The main input to oncoEnrichR is a list of human genes, typically the top ranked hits from a high-throughput screen. The gene list can be provided by using any of the following identifiers:

  • Primary gene symbols (e.g. KRAS)
  • Entrez gene IDs (e.g. 3845)
  • Uniprot accessions (e.g. P01116)
  • Ensembl gene identifiers (e.g. ENSG00000133703)
  • Ensembl transcript identifiers (e.g. ENST00000311936)
  • Ensembl protein identifiers (e.g. ENSP00000308495)
  • RefSeq transcript identifiers (e.g. NM_004985)
  • RefSeq peptide identifiers (e.g. NP_004976)

The type of identifier used should be specified using the --query_id_type argument.
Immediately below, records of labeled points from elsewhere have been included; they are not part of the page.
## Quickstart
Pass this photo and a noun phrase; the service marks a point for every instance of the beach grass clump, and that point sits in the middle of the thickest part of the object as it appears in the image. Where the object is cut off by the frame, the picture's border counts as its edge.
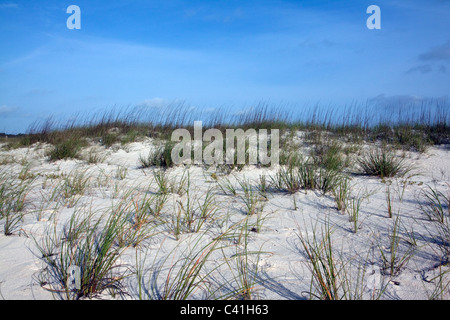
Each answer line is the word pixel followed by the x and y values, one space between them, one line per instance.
pixel 161 156
pixel 394 259
pixel 341 193
pixel 179 276
pixel 82 260
pixel 383 163
pixel 66 149
pixel 13 198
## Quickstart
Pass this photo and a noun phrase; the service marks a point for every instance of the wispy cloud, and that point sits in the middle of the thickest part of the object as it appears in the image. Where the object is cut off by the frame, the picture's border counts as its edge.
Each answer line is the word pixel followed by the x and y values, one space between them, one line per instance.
pixel 7 110
pixel 422 69
pixel 437 53
pixel 9 5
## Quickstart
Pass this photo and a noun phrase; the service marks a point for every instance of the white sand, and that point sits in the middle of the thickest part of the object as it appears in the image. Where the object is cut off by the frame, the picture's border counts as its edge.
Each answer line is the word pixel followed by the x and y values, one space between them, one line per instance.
pixel 282 266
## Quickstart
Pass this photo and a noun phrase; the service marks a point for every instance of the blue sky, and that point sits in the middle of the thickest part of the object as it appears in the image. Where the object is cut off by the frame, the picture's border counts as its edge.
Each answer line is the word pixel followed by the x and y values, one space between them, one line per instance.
pixel 211 54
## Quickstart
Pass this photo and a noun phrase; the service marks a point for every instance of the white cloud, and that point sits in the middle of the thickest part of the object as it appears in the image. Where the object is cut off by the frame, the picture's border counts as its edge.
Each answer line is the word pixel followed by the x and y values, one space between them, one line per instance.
pixel 6 110
pixel 9 5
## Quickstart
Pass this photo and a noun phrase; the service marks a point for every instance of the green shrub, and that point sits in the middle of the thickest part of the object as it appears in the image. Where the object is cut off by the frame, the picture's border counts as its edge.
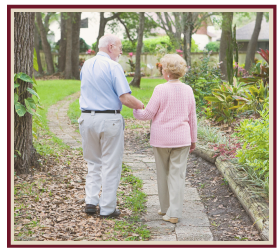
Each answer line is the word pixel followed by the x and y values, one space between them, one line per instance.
pixel 254 135
pixel 214 46
pixel 202 77
pixel 83 45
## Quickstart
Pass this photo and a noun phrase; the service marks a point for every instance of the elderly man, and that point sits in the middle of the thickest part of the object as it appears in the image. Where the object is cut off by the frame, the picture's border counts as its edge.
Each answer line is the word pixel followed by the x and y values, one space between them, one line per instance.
pixel 104 89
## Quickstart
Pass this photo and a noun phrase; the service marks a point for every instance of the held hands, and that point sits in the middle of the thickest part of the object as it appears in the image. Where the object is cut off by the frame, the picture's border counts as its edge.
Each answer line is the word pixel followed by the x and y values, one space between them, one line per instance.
pixel 141 105
pixel 192 147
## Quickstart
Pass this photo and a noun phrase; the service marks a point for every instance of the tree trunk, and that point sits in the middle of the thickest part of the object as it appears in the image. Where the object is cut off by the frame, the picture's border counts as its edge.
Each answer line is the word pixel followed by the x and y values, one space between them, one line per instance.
pixel 137 76
pixel 102 24
pixel 68 61
pixel 36 45
pixel 187 17
pixel 225 42
pixel 23 62
pixel 62 43
pixel 250 55
pixel 45 44
pixel 76 44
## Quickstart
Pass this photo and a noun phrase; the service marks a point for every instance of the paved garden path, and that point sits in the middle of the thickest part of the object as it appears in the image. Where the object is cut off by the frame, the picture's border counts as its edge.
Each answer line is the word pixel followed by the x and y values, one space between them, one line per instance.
pixel 194 224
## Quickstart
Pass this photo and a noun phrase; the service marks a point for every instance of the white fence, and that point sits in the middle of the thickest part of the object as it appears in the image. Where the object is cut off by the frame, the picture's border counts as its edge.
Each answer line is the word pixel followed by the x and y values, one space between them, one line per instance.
pixel 148 59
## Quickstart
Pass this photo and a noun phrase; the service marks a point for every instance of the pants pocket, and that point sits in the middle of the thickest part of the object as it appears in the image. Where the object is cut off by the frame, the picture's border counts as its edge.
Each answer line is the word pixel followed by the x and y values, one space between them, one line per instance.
pixel 111 127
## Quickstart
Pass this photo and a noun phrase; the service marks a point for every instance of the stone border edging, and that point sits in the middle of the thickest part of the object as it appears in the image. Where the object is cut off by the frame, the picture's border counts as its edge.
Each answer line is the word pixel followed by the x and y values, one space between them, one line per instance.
pixel 257 209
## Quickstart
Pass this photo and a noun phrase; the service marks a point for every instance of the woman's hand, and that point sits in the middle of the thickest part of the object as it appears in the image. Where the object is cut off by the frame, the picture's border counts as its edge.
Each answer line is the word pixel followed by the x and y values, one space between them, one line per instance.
pixel 192 147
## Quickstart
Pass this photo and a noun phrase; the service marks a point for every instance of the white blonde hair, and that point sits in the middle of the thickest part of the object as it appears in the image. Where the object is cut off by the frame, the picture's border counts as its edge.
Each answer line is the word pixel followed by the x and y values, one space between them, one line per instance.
pixel 174 64
pixel 106 40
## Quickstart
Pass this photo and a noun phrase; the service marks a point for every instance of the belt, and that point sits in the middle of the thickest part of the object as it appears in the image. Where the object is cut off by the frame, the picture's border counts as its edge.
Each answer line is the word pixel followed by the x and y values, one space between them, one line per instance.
pixel 103 111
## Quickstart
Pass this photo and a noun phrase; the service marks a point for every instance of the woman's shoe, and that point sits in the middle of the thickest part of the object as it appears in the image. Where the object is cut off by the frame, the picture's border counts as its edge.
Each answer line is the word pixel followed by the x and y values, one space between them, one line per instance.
pixel 160 213
pixel 172 220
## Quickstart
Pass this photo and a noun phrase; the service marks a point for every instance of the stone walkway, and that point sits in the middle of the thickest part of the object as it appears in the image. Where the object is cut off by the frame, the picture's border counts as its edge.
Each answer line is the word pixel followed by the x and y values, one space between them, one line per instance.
pixel 194 224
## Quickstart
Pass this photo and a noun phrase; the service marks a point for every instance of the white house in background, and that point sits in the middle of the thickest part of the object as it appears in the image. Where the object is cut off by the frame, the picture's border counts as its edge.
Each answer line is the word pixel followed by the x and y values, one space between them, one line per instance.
pixel 244 34
pixel 204 35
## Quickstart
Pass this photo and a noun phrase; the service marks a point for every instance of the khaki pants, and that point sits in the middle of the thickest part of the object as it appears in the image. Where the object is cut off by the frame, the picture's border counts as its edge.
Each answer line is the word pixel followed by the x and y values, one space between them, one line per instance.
pixel 171 164
pixel 103 146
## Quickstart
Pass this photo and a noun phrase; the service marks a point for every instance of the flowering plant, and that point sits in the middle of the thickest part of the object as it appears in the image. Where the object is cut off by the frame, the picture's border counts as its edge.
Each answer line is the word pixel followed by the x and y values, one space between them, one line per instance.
pixel 240 71
pixel 130 62
pixel 90 52
pixel 159 67
pixel 180 52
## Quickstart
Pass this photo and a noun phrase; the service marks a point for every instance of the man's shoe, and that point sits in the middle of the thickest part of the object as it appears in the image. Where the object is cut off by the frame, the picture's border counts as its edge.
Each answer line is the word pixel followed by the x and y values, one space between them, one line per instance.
pixel 116 213
pixel 172 220
pixel 160 213
pixel 90 208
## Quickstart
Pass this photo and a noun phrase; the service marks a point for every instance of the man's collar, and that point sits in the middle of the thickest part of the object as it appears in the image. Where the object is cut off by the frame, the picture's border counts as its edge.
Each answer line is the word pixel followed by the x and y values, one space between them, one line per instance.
pixel 101 53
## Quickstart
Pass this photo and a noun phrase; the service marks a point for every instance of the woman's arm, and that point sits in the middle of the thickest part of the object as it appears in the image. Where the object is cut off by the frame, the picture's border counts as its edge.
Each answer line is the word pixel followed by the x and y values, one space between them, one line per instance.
pixel 193 121
pixel 152 107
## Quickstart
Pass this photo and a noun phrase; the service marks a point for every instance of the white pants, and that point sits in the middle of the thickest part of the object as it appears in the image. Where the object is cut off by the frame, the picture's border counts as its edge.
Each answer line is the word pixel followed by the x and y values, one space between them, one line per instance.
pixel 171 164
pixel 103 146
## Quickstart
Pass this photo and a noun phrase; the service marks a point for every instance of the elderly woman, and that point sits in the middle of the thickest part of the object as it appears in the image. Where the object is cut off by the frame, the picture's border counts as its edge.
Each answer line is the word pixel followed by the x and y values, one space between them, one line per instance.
pixel 173 134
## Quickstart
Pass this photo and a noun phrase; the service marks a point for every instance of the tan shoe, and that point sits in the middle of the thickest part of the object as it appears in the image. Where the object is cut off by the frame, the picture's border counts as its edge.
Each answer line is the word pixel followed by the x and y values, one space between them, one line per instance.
pixel 160 213
pixel 172 219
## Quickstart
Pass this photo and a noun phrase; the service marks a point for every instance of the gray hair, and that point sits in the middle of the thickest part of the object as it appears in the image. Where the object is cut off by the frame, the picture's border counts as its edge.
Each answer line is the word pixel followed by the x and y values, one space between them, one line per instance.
pixel 105 40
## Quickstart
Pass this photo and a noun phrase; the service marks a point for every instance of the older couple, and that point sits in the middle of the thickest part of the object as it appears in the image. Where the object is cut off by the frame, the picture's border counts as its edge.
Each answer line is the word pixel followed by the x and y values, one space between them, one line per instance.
pixel 171 108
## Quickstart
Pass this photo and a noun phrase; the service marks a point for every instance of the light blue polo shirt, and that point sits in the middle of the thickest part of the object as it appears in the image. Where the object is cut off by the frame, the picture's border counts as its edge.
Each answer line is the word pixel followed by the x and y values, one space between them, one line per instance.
pixel 102 83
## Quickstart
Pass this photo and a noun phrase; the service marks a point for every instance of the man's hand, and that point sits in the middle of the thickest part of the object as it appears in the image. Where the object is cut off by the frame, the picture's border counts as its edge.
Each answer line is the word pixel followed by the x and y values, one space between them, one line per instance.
pixel 192 147
pixel 131 102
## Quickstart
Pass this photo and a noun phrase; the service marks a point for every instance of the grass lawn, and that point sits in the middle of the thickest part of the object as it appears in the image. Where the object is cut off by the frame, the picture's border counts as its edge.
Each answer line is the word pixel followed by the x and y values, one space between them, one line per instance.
pixel 52 91
pixel 143 94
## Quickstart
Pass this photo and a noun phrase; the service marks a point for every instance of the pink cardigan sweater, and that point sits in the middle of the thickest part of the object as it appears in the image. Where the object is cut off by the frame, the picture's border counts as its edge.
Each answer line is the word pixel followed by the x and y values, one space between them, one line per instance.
pixel 173 113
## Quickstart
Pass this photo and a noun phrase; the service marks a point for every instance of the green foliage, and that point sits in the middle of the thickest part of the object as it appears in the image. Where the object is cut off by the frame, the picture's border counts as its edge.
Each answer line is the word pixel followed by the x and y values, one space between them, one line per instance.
pixel 203 76
pixel 150 44
pixel 131 21
pixel 214 46
pixel 226 101
pixel 254 99
pixel 254 136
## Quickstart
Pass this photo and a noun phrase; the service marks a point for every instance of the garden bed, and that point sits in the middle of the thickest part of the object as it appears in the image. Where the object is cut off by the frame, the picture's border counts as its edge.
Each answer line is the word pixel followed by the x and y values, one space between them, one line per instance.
pixel 256 207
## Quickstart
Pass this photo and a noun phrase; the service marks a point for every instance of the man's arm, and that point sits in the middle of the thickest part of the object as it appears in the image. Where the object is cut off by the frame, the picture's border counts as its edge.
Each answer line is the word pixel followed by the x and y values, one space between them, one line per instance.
pixel 131 102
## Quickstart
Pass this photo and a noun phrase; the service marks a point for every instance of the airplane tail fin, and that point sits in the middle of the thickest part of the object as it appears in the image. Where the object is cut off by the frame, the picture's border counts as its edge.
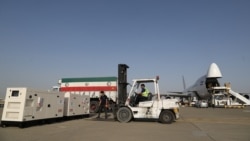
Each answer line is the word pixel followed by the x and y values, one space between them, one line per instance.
pixel 184 83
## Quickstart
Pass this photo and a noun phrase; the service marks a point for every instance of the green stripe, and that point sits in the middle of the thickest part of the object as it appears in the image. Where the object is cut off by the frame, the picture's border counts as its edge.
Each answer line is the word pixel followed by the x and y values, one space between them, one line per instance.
pixel 89 79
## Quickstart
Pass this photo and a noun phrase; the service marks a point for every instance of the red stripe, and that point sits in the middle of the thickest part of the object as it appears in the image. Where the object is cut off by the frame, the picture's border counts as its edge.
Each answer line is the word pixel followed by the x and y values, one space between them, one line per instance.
pixel 99 88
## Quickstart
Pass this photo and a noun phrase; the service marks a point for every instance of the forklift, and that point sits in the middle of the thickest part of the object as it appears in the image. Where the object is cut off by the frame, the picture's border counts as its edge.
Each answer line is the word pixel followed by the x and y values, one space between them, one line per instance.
pixel 155 107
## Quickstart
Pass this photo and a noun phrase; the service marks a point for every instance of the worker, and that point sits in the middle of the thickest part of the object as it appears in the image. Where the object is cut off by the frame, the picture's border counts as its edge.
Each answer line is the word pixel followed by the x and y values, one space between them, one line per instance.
pixel 143 95
pixel 103 104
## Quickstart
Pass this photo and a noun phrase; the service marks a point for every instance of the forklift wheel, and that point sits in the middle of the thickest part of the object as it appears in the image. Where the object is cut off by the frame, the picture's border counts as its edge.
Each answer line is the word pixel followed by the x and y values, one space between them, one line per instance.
pixel 166 117
pixel 124 114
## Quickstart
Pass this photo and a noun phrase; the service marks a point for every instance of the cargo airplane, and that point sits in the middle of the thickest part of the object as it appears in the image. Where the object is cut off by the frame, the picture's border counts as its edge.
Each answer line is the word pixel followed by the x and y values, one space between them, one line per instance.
pixel 201 89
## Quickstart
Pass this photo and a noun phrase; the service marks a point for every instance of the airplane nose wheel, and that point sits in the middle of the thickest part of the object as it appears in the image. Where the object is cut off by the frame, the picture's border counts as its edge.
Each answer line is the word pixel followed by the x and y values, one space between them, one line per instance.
pixel 166 117
pixel 124 114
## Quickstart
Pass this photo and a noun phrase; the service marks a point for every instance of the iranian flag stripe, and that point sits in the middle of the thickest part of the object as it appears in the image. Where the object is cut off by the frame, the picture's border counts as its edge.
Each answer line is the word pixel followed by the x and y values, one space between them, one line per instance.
pixel 89 79
pixel 100 88
pixel 85 84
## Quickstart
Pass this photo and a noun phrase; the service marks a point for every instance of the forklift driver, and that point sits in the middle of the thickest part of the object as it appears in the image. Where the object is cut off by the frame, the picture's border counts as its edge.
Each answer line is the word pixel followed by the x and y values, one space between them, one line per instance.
pixel 143 95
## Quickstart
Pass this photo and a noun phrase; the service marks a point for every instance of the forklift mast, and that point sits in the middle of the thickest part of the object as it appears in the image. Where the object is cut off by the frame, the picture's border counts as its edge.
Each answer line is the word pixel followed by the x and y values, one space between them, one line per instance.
pixel 122 83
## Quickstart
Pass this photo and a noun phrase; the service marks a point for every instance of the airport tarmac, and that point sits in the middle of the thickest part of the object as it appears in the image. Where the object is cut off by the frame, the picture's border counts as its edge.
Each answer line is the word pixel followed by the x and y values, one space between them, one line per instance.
pixel 195 124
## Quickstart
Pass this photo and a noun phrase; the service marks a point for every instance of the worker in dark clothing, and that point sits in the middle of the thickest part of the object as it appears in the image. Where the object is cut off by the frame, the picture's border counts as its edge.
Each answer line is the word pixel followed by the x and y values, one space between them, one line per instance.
pixel 143 95
pixel 103 104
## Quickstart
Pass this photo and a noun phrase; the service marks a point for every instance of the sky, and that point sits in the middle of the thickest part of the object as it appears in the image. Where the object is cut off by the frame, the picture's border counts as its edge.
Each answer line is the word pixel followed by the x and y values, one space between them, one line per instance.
pixel 42 41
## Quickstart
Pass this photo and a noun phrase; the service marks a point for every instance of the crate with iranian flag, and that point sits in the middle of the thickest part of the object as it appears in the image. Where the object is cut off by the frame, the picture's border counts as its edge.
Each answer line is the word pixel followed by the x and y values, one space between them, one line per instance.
pixel 90 86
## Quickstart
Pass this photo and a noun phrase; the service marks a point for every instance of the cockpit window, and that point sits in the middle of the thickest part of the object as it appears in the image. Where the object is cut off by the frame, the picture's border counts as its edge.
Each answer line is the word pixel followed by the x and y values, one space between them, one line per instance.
pixel 15 93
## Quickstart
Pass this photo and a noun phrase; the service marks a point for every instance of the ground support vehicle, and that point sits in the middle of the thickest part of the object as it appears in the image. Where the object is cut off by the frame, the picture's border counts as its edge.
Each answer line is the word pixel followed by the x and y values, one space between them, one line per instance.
pixel 156 107
pixel 25 107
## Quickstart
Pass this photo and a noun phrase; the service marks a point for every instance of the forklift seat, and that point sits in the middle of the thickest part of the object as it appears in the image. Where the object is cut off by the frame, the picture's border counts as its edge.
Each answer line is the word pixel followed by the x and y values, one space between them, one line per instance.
pixel 150 95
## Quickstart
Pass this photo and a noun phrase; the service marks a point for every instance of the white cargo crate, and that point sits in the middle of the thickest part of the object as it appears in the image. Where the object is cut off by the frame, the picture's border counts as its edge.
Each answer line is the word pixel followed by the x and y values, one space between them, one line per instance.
pixel 76 105
pixel 26 104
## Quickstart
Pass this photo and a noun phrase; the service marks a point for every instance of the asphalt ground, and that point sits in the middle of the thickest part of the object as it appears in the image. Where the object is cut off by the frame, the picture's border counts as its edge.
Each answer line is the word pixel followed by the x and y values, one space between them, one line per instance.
pixel 195 124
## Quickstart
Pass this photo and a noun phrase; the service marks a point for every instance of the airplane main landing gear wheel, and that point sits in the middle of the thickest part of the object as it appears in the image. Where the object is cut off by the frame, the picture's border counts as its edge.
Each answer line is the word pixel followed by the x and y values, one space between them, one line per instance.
pixel 124 114
pixel 166 117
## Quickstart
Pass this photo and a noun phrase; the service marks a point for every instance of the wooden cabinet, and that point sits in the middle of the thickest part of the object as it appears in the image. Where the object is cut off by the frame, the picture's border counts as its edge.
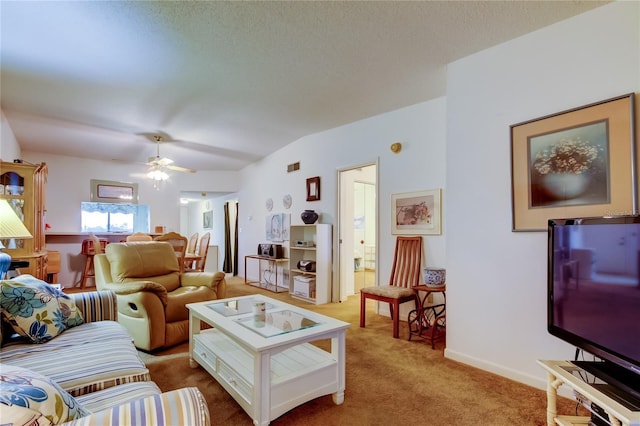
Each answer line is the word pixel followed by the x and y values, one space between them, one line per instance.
pixel 587 391
pixel 312 243
pixel 23 185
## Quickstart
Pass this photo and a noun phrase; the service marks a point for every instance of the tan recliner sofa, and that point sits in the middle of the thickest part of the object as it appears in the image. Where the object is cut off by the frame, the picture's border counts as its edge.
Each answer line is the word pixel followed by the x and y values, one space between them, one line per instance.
pixel 151 291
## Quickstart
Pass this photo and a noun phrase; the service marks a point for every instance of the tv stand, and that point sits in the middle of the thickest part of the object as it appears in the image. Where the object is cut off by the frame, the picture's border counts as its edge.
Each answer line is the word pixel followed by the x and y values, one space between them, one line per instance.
pixel 567 373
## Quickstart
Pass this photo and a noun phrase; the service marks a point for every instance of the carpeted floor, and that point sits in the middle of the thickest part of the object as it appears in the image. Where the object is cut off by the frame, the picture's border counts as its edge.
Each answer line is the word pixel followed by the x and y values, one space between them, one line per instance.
pixel 388 381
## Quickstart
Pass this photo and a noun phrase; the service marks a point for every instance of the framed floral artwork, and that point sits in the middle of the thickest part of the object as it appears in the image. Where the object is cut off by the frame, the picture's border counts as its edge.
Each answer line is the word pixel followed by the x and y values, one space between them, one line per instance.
pixel 416 213
pixel 313 188
pixel 576 163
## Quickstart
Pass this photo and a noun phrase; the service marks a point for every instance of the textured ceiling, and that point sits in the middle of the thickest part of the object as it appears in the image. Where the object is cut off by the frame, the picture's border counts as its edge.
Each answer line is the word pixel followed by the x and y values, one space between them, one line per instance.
pixel 231 81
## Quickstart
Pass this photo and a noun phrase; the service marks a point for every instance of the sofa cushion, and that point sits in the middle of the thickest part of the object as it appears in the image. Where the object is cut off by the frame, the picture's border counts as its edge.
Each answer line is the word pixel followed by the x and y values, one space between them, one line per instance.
pixel 88 358
pixel 176 309
pixel 153 261
pixel 116 395
pixel 36 309
pixel 185 406
pixel 28 394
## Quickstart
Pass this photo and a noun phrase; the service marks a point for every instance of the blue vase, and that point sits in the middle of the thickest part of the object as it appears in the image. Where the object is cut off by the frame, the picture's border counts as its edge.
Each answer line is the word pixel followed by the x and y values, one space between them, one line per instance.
pixel 309 217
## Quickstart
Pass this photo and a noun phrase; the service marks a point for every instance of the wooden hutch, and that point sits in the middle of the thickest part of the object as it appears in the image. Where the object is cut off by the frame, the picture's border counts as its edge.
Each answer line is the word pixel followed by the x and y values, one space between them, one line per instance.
pixel 23 185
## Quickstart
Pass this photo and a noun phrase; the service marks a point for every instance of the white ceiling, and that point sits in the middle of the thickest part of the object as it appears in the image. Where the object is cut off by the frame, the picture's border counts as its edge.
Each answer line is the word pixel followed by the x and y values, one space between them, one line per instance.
pixel 232 81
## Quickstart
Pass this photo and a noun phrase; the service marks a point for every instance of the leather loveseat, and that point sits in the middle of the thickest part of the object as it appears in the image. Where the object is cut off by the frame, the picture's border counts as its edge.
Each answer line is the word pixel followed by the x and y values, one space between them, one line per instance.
pixel 151 291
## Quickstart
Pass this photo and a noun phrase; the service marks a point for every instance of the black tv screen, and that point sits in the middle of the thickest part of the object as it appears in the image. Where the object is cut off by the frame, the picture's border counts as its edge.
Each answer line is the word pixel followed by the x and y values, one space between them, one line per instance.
pixel 594 290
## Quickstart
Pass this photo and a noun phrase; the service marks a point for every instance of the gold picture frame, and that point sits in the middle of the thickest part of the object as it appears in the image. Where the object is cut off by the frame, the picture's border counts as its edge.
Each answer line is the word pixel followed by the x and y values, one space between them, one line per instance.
pixel 415 213
pixel 576 163
pixel 313 188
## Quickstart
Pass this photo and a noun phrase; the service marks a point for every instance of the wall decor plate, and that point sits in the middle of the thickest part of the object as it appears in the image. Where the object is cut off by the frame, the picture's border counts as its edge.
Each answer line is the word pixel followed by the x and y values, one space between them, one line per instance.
pixel 286 201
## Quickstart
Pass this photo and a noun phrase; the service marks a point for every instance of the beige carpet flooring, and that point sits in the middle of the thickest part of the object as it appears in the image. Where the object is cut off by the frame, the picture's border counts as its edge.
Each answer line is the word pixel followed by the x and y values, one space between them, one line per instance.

Similarly, if a background gene set is specified (through the --bgset argument, for use in enrichment analysis), the identifier type should be set with the --bgset_id_type argument.

If the user submits gene symbols which are no longer considered as primary gene symbols, oncoEnrichR attempts to map such cases as synonyms/aliases for the primary gene symbols.

Number of input genes

In order to keep the size of the HTML output report at a manageable level, there is currently an upper limit of

  • n = 1000

genes that can be used as input to the tool. Please also note that the tool requires n = 2 input genes at the bare minimum, although some analysis modules will not be included/run with so few genes as input.

IMPORTANT NOTE: Due to its large size, the HTML report can be slow to load when generating full reports with the maximum number of genes (n = 1000). We generally recommend to use oncoEnrichR with smaller querysets (order 100-600), as this will produce reports that can be more efficiently loaded and viewed. If you want to submit a query that pushes the limit (n = 1000), we recommend that you carefully configure the report contents/modules, in that sense producing more managable reports.